TLE is the most frequent focal epilepsy. TLE is rarely controlled with medication, and therefore these patients are the most likely candidates for epilepsy surgery. According to histopathological studies, 70% of patients with TLE have hippocampal sclerosis (20,21). As a result, the leading complaint of patients with TLE is impairment in memory; however, the extent of impairment varies depending on the extent of damage to the hippocampi and adjacent temporal structures (20,21,22).

A focus in the left temporal lobe is related to verbal memory impairment (23,24,25,26,27,28) and word-finding difficulties (20). In addition, an association between an epileptic focus in the right temporal lobe and visual memory difficulties has been established (23,29,30,31,32,33,34).

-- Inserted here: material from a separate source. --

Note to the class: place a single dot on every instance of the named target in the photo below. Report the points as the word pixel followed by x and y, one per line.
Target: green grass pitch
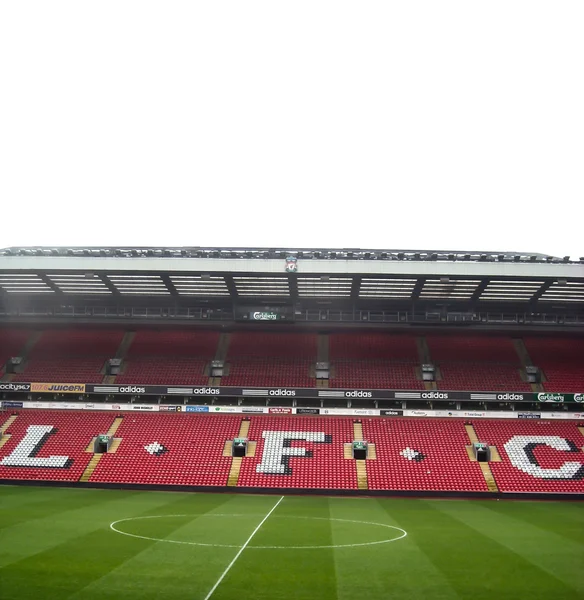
pixel 58 544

However, some research has demonstrated that individuals with right-sided epileptic activity do not demonstrate greater impairment on nonverbal memory tests when compared with patients with a left hemisphere focus (25).

Patients with TLE also often have cognitive deficits other than those related to learning and memory. Specifically, patients with TLE often exhibit executive dysfunction comparable to individuals with FLE (15,35,36). The reason behind executive dysfunction in TLE is unclear; however, some researchers posit that there may be propagation of seizures from the temporal to frontal lobes (36). This is considered to reflect the nociferous cortex hypothesis in which the negative effects of an active seizure discharge impair function at some distance away from the seizure focus (35). It is also possible that some extratemporal pathology is not detected with imaging (37) and/or that the hippocampus may serve some role in executive functioning (38,39).